SC asked to void P60-M claim in Baguio project that never was
A real estate firm is seeking the reversal of a Supreme Court order which awarded P60 million in compensation to an Australian national who claimed he was not paid for work he did for the firm over a project in Baguio City that did not push through.
The Australian, according to the firm E. Ganzon Inc. (EGI) in its petition, had worked in the Philippines without a permit.
EGI also asked the tribunal’s third division to bring the case to the court en banc because of “peculiar circumstances and numerous important issues” involved in the labor case filed by Australian Andrew James McBurnie.

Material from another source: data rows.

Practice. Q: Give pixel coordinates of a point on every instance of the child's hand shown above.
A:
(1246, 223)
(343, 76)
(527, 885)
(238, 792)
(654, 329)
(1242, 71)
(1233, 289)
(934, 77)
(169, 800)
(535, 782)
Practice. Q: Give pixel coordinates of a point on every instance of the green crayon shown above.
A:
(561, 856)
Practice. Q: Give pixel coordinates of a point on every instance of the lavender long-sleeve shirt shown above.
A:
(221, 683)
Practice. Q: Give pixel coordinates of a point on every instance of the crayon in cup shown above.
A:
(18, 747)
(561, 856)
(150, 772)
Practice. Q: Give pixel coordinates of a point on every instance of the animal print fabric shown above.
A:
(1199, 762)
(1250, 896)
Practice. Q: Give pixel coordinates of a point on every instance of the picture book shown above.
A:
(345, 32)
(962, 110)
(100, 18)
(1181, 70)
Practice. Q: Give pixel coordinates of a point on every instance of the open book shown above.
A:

Eulalio Ganzon, EGI owner, reiterated that McBurnie was his “business partner,” not an employee as previously ruled by the Court of Appeals on Oct. 27, 2008, and a separate resolution of the National Labor Relations Commission on Nov. 17, 2009.
Ganzon, through his lawyer Teodoro Jumamil, said the September 2004 decision of labor arbiter Salimathar Nambi in granting McBurnie’s P60-million claim was tantamount to a “judicial legislation” which, he said, should be considered illegal and unconstitutional.

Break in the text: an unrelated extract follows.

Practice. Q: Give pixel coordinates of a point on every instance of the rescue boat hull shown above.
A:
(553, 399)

EGI entered into a partnership with McBurnie to explore a hotel project in Baguio City, but the project did not push through. McBurnie, EGI said, was never an employee of EGI.
In the first place, EGI said, the Australian had no working permit. “This was a clear violation of the Labor Code,” EGI said.

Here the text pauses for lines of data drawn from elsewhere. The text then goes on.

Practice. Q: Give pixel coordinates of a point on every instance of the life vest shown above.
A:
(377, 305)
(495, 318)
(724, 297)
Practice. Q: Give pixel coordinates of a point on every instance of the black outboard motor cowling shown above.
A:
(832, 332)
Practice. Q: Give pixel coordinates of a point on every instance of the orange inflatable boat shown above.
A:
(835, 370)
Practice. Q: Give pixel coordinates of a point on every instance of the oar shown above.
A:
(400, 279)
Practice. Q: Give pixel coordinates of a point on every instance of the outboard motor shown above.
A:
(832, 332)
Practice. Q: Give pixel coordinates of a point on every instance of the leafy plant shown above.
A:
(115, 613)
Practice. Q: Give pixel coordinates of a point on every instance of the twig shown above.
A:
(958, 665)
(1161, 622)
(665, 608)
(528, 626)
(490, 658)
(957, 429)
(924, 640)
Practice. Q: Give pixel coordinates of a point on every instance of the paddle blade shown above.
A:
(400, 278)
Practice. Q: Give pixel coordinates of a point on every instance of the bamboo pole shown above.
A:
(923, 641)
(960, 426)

“(W)hen the labor arbiter decided that … McBurnie is entitled to … (back) wages even if he had no AEP (alien employment permit) … the labor arbiter effectively revoked and annulled the provisions in the Labor Code and in Philippine immigration laws that require foreigners to obtain an AEP and a working visa,” he added.
Ganzon said Nambi “virtually imposed a judicial legislation superseding the AEP requirement mandated by Congress.”
“Moreover, the labor arbiter rendered decision based on a position paper filed out of time a year after the complaint was filed by (McBurnie) in absentia,” he said, noting that the Australian left the country on Nov. 26, 1999, and never returned to the country.
He added: “(These) grounds clearly show that the labor arbiter’s decision … was a patent nullity.”
Ganzon also lamented that the high court’s Sept. 18, 2009, decision, which upheld Nambi’s ruling, “was tainted with very serious irregularities” since it was delivered on the same day that its Aug. 26, 2009, minute resolution was released.
The earlier resolution ordered Ganzon to file a reply to the petition filed by McBurnie.